The number of buckets in the partition_depth_histogram is not always 17. It's actually a combination of two factors:
Fixed Buckets (0-16): The first 17 buckets (numbered from "00000" to "00016") represent a fixed range from 0 to 16 overlap depth with increments of 1. This provides detailed information about micro-partitions with very low overlap.
Dynamic Buckets (Larger than 16): For overlap depths exceeding 16, the buckets increase in size based on a doubling scheme. This means the next bucket would be "00032" (twice the size of the previous bucket) and so on. This approach efficiently represents the distribution of overlap depth for a wider range of values.
2. What is the relation between micro-partitions and buckets in the histogram?
The partition_depth_histogram doesn't directly map micro-partitions to specific buckets.

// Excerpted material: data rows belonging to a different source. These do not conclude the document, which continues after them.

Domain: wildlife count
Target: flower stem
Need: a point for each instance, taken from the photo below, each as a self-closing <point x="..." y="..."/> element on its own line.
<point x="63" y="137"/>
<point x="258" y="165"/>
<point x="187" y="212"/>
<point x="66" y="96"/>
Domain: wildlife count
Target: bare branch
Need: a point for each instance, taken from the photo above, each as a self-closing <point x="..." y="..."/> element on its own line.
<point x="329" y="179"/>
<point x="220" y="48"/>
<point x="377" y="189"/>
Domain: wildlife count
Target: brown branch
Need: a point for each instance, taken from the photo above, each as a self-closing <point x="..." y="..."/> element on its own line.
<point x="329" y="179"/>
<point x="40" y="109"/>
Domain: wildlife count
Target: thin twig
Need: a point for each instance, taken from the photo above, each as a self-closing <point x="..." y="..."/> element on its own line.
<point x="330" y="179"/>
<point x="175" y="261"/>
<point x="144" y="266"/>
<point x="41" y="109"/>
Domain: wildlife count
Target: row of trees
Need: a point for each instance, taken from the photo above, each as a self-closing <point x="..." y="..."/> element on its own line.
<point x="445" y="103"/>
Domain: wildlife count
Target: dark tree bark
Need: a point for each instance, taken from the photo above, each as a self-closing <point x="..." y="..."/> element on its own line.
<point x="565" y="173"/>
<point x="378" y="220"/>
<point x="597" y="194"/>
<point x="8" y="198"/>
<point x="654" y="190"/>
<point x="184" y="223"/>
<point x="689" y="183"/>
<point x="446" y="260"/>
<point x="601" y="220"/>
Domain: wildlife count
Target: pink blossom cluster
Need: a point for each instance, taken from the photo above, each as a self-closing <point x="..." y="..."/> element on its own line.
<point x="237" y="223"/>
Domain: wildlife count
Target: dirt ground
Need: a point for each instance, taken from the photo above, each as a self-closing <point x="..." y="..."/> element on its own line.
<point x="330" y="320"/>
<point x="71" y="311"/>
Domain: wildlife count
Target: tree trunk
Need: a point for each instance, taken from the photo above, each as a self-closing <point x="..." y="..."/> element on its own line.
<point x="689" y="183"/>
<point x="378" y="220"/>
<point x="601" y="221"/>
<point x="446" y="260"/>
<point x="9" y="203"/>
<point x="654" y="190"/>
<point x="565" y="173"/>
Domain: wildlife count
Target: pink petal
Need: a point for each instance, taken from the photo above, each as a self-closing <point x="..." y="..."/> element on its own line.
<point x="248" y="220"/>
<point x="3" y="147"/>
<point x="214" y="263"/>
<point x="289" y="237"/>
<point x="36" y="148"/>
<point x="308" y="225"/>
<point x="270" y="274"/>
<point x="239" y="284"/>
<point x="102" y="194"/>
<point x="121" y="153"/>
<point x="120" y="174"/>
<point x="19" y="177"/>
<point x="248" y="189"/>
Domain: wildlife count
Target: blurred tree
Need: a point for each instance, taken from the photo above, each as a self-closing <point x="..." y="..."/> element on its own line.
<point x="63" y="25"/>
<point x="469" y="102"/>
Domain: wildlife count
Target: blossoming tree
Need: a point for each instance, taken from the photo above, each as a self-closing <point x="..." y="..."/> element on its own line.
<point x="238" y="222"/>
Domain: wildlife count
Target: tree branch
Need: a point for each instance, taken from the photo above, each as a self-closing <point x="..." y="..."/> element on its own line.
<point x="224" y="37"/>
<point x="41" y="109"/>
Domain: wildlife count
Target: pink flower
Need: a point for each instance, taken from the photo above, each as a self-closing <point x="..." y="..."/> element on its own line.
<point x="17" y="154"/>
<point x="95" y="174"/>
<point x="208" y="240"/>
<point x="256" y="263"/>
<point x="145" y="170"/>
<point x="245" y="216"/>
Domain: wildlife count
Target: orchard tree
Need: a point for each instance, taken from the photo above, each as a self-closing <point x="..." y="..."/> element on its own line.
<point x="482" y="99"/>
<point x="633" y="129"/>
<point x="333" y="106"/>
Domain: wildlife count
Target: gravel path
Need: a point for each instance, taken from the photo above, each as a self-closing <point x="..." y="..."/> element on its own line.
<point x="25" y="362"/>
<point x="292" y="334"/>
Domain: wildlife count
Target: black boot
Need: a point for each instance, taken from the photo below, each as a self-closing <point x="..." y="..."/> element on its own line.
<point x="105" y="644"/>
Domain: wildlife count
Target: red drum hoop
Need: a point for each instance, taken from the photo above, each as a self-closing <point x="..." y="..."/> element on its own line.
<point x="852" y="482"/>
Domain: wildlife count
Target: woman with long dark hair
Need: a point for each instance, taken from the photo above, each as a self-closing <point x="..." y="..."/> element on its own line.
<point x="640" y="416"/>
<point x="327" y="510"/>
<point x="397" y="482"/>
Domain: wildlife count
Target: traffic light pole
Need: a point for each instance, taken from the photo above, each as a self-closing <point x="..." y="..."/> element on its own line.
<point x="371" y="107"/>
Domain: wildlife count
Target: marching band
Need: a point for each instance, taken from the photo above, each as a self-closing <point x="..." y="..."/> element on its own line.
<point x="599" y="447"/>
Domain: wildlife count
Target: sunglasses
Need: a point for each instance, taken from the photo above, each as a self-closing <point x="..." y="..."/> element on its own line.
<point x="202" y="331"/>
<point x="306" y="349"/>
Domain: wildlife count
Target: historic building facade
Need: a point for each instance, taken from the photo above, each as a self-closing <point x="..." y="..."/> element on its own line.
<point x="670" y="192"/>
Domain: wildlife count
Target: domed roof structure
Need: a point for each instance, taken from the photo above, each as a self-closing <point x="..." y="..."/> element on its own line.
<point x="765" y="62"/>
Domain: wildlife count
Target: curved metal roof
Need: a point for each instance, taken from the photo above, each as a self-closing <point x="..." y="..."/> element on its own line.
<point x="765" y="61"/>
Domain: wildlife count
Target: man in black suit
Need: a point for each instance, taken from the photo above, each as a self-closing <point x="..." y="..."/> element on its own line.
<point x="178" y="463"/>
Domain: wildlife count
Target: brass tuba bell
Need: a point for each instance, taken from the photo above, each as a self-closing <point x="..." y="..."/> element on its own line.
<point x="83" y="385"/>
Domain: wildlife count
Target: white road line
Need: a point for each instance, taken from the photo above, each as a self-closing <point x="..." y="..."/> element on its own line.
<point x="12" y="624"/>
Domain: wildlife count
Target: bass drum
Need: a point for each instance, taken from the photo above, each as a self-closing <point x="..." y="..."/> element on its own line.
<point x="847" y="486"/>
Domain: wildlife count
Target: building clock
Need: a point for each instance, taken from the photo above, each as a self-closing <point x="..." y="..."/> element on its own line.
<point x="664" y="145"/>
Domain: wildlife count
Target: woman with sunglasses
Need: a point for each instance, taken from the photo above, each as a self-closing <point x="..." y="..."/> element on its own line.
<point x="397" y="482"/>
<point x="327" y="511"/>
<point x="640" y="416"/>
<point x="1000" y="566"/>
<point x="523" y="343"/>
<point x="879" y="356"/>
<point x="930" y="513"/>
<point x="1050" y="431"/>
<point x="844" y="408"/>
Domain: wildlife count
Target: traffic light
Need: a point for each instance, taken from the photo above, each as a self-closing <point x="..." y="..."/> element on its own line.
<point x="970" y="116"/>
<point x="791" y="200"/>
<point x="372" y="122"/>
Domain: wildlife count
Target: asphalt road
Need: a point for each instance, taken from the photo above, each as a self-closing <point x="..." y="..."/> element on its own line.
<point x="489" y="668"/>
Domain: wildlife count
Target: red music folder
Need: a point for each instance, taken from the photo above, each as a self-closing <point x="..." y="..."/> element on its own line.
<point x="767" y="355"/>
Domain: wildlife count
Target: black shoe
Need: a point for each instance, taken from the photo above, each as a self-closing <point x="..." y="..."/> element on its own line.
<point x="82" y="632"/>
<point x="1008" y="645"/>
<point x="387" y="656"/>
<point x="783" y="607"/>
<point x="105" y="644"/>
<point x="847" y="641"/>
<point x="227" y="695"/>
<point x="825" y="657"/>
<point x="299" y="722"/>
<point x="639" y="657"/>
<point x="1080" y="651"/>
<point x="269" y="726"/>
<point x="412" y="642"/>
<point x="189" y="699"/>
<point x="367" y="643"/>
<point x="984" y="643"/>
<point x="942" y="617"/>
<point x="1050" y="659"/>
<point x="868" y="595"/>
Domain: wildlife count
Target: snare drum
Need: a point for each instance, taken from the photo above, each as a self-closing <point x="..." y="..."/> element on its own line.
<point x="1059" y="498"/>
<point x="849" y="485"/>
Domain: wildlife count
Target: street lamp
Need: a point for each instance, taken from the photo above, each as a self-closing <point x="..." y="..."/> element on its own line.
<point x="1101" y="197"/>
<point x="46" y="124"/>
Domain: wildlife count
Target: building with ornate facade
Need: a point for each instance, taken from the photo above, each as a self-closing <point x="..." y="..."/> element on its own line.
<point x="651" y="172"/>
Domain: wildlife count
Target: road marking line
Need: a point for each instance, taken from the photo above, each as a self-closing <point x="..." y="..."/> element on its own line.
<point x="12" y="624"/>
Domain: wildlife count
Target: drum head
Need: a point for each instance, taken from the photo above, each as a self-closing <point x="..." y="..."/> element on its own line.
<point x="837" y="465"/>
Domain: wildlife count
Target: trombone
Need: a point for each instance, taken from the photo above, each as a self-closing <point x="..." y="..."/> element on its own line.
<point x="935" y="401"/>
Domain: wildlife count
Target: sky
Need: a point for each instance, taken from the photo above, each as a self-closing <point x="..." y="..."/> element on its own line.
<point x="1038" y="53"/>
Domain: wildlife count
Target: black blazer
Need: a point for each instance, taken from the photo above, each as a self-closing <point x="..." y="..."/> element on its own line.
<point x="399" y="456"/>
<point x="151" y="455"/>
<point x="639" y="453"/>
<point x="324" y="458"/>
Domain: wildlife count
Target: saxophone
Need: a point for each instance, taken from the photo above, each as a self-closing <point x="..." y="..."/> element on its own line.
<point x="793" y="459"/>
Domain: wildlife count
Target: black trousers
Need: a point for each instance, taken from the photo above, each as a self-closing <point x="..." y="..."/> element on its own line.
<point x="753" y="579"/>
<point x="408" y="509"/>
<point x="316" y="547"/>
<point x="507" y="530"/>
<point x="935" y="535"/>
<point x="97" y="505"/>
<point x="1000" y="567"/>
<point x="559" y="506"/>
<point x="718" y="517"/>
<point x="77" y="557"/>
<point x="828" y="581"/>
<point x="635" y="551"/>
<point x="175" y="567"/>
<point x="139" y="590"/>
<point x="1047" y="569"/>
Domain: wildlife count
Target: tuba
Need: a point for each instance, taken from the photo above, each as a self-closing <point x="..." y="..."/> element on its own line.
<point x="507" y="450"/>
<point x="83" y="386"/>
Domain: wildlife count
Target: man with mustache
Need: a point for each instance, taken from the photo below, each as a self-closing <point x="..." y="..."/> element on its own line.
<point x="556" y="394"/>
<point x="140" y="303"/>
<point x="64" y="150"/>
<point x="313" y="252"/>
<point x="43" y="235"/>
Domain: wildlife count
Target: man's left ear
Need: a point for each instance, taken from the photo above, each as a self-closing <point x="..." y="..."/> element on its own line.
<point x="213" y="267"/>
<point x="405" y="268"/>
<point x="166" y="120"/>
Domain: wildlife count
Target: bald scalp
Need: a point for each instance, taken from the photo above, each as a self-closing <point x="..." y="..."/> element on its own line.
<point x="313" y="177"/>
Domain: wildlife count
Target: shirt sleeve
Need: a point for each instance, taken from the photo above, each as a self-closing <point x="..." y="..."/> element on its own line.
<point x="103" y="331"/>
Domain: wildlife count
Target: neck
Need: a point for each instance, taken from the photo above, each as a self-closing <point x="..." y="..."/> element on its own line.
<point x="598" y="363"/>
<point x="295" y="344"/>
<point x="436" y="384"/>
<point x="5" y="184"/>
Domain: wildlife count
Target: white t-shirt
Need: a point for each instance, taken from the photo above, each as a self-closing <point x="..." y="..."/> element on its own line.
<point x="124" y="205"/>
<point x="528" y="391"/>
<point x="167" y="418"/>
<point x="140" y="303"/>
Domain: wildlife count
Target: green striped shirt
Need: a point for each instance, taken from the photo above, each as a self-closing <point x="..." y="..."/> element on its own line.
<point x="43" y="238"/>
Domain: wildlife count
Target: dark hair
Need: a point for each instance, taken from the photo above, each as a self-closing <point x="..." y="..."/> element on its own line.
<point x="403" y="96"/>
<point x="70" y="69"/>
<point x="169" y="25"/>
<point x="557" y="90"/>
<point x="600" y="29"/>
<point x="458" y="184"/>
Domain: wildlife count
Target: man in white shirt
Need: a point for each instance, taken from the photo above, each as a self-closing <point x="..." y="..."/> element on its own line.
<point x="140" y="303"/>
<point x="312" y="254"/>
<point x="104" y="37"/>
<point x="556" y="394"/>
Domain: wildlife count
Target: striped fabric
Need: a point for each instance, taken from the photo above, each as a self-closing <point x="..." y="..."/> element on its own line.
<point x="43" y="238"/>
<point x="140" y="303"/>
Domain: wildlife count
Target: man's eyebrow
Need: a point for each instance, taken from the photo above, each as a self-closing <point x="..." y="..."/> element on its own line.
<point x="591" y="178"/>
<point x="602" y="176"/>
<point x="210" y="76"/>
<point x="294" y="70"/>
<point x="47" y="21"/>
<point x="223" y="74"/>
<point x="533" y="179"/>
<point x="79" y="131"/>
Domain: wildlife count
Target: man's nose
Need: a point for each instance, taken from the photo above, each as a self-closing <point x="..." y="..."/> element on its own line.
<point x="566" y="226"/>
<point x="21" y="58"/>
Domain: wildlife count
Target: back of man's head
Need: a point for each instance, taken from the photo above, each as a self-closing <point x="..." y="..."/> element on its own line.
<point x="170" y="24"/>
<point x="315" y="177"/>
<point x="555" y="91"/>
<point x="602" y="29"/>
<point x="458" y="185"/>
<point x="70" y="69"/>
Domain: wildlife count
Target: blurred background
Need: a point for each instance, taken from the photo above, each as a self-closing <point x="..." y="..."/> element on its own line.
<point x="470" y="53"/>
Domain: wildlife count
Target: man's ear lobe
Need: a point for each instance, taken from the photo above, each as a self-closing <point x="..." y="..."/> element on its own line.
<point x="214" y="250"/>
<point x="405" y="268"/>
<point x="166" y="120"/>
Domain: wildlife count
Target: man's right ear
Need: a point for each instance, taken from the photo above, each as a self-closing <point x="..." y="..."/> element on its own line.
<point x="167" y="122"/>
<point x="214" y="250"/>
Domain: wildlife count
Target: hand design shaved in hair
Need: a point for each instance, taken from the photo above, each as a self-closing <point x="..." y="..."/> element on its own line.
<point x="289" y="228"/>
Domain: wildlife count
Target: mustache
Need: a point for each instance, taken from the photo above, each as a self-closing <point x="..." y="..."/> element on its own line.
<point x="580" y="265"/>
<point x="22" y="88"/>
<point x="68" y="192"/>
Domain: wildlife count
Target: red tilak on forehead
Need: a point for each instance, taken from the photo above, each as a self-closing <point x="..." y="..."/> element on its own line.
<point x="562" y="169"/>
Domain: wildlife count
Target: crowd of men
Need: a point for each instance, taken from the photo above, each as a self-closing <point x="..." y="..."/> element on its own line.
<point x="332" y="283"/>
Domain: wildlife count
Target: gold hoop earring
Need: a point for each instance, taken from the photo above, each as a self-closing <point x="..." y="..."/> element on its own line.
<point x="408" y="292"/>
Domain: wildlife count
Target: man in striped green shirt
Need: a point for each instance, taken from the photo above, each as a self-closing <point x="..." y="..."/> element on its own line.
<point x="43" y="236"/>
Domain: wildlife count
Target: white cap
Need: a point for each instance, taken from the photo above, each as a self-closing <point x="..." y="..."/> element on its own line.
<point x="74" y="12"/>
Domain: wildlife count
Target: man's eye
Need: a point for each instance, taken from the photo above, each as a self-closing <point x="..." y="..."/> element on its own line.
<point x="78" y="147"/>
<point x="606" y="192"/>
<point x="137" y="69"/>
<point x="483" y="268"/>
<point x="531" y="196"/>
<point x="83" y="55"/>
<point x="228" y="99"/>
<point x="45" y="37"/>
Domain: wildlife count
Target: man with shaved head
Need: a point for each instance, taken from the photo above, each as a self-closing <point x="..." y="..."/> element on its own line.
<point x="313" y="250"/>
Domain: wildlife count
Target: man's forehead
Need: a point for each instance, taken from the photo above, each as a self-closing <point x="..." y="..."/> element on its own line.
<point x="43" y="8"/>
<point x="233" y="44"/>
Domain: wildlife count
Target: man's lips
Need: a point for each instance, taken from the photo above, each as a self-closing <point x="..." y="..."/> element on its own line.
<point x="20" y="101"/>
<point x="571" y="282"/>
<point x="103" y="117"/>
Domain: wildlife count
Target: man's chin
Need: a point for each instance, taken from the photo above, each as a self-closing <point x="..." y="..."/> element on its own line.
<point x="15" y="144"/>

Instead, it shows the number of micro-partitions that fall within a certain overlap depth range.
Bucket Value: Each bucket represents a specific overlap depth range. Value in the Bucket: The value associated with a bucket (e.g., 98 in "00032") indicates the number of micro-partitions in that specific overlap depth range.
3.What do the numbers in the histogram mean?
The numbers in the histogram represent the count of micro-partitions within a specific overlap depth range.
In your example:
There are 0 micro-partitions with an overlap depth of 0 ("00000"). There are 3 micro-partitions with an overlap depth between 2 and 3 ("00002"). There are 98 micro-partitions with an overlap depth between 32 and 64 ("00032"). There are 698 micro-partitions with an overlap depth exceeding 128 ("00128").
Please Note:
The provided example also shows a high average_depth (64.07) compared to the total number of micro-partitions (1156). This suggests that a significant portion of the data is accessed by multiple queries, potentially leading to good query performance due to data sharing.